2013.11.05

さてさて、少し間が空いちゃいましたけど、「うね乃」の社長直伝、「鰹節聞きかじり講座」の2回目です。
今回は、水揚げされたカツオが、かつおぶし(枯本節)となって、京都の「うね乃」に届くまでの鹿児島での行程です。
(例によって、間違いがあるかもしれませんが、判明した時点で訂正しますのでお許し下さい!)

まずは、かつおふし(荒節)完成までの道
 

水揚げされた、鰹節に最適なマッチョな筋肉質のカツオ達は、熟練の職人さん達の手でどんどんさばかれて行きます。(生切)

 

鰹節 生切

それから、きちんと並べられて「煮熟」という行程へ。
ここで鰹節のカタチが決まるそうですよ。

ご主人に教わったところ、鰹節はまっすぐのモノがいい。見た目の格好だけでなく、削ったときの味の違いが出てしまうとか。奥深すぎてびっくりです。姿が綺麗でなくては行けないという事は、すなわちそれぞれの工程での仕事に丁寧さと熟練が必要という事になります。これまた、本物の味づくりの現場すべての共通項です。

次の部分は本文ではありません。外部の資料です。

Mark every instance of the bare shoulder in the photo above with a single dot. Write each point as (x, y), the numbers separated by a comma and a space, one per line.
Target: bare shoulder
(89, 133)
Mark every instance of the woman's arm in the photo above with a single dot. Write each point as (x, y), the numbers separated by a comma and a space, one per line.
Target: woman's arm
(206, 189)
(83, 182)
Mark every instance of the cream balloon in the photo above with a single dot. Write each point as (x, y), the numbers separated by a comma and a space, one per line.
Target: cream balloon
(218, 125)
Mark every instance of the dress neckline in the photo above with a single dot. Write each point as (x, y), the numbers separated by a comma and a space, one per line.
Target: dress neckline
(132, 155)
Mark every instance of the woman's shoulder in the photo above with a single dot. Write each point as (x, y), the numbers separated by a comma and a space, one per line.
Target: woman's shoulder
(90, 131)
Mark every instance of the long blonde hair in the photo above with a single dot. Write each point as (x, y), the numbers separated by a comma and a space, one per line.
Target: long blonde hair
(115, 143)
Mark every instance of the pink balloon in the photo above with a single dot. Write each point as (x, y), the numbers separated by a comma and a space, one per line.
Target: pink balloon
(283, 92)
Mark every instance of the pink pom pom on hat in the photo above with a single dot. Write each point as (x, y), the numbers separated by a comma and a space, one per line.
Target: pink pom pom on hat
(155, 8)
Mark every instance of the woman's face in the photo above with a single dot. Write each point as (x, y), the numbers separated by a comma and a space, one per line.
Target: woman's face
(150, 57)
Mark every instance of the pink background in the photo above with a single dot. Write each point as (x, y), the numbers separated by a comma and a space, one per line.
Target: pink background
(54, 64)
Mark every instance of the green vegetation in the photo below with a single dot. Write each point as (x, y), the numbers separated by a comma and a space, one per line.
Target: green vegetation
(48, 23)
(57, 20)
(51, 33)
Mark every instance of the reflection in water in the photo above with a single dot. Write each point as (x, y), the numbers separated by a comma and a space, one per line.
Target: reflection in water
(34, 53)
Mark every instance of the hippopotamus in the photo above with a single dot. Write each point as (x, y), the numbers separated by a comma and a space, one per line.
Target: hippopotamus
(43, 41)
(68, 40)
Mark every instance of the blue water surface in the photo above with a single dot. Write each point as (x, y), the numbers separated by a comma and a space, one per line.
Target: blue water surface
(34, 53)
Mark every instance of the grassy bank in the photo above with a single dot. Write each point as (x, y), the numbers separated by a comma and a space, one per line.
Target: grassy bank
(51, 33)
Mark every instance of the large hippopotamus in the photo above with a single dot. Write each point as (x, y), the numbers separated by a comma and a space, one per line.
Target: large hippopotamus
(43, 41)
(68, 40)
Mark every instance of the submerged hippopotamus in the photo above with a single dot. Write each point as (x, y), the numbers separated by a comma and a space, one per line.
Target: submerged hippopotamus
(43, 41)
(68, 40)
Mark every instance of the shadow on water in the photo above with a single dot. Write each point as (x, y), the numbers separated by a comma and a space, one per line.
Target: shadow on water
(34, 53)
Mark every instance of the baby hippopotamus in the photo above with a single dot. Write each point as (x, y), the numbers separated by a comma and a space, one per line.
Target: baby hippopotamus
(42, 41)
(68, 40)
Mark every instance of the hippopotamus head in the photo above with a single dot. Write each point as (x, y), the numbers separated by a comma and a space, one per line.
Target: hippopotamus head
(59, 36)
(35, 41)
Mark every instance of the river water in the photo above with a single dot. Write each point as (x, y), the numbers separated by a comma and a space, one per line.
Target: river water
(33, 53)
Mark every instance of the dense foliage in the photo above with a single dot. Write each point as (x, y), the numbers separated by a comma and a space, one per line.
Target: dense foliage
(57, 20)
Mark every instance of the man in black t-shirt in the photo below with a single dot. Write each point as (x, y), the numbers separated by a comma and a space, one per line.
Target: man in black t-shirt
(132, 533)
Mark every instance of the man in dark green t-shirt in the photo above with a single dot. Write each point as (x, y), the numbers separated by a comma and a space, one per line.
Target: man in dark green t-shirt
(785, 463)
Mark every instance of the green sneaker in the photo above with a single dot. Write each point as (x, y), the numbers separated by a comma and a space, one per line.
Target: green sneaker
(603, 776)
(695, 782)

形よく仕上げる為にきちっと並べて煮沸してさまして、小骨をとってからいぶしていく。

鰹節 煮熟

この時、カツオが浸かっている煮汁は、昔は産業廃棄物として捨てられていましたが、いまや商魂たくましい人たちが、「鰹節エキス」として利用しているとのこと‥。これでも天然素材が使われているという演出にはなるんでしょうね。
ちなみに、「うね乃」さんは、「エキス」と称するものには、ものすごく抵抗をもっていて、絶対にお使いになりません。「得体が知れない」、「素性がわからん」というモノを絶対に使わないという姿勢は、清左衛門が尊敬するお店が、皆さんおっしゃる基本中の基本です。

食品偽装が色々言われますが、結局は作り手の人格の問題です。信用できる人が作る物は間違いがないのです。

鰹節 骨抜き

そして、職人さんが、丁寧に骨抜きしてから、いぶしていきます。

下の写真がいぶしているところ。

鰹節 焙乾

何となく、神々しい雰囲気すら漂ってますよね。

煤乾2

位置を変えながらじっくりいぶすこと、確か2週間ほど‥。

煤乾_3

そしていぶしが完了したら、ふしの表面に少しだけ残っている皮下脂肪をグラインダーで取り除きます。
とても熟練の要る作業です。美味しくする為にきっちり脂は削り落として、でも削り過ぎはロスがたくさん出るし…。

整形_1整形_3

ここまでで、ようやく「かつおふし(荒節)」の完成です!!

いよいよ、かつおぶし(本枯節)に‥

 

黴付

出来上がったかつおふし(荒節)に、カビをつけて(上写真)、室(むろ)で寝かして‥。
これもたしか2週間くらいっておっしゃったかしら?
(ちなみに鰹節を美味しくするカビは、確かブルーチーズのカビと同じ種類ともおっしゃってました。)

天日干し_1

天火干し。そして再びカビ付けをして室(むろ)で寝かせて再び天火干し。この作業を状態をみながら数回繰り返してようやくようやく、「かつおぶし(枯本節)」の出来上がり!

鰹節ができる工程を元英社長自らが撮影された味のある写真とともに、丁寧に教えてもらいましたが、とてもじゃないけど、十分な理解にはほど遠い…。
ただひとつわかった事は、気が遠くなるほどの工程をふんで、あの美味しさの固まりのような鰹節が出来上がっているという事。雑に味わっては罰が当たる…。

「炊きたてのご飯に削りたてのおかかの幸せは、やっぱり幻想ではなかった」ですね。

でも、美味しさの為のこの真面目な非効率に見える旨味つくりの工程をすっとばして、成形した節をアミノ酸の液につけ込んで作っている鰹節もどきも、表示上は鰹節として通っていると聞いた事があります。消費する側も、ホントの美味しさを知って、自分で真贋を見極めるようになりたいですね。

世の中にやすいものと化け物はない!とかいいますが、最近は高い物のなかに化け物がいるらしいので要注意です。

こうして、完成した「かつおふし」と「かつおぶし」が、京都の「うね乃」に届けられ、さらなる進化をとげていくのです。(次回のお楽しみ!)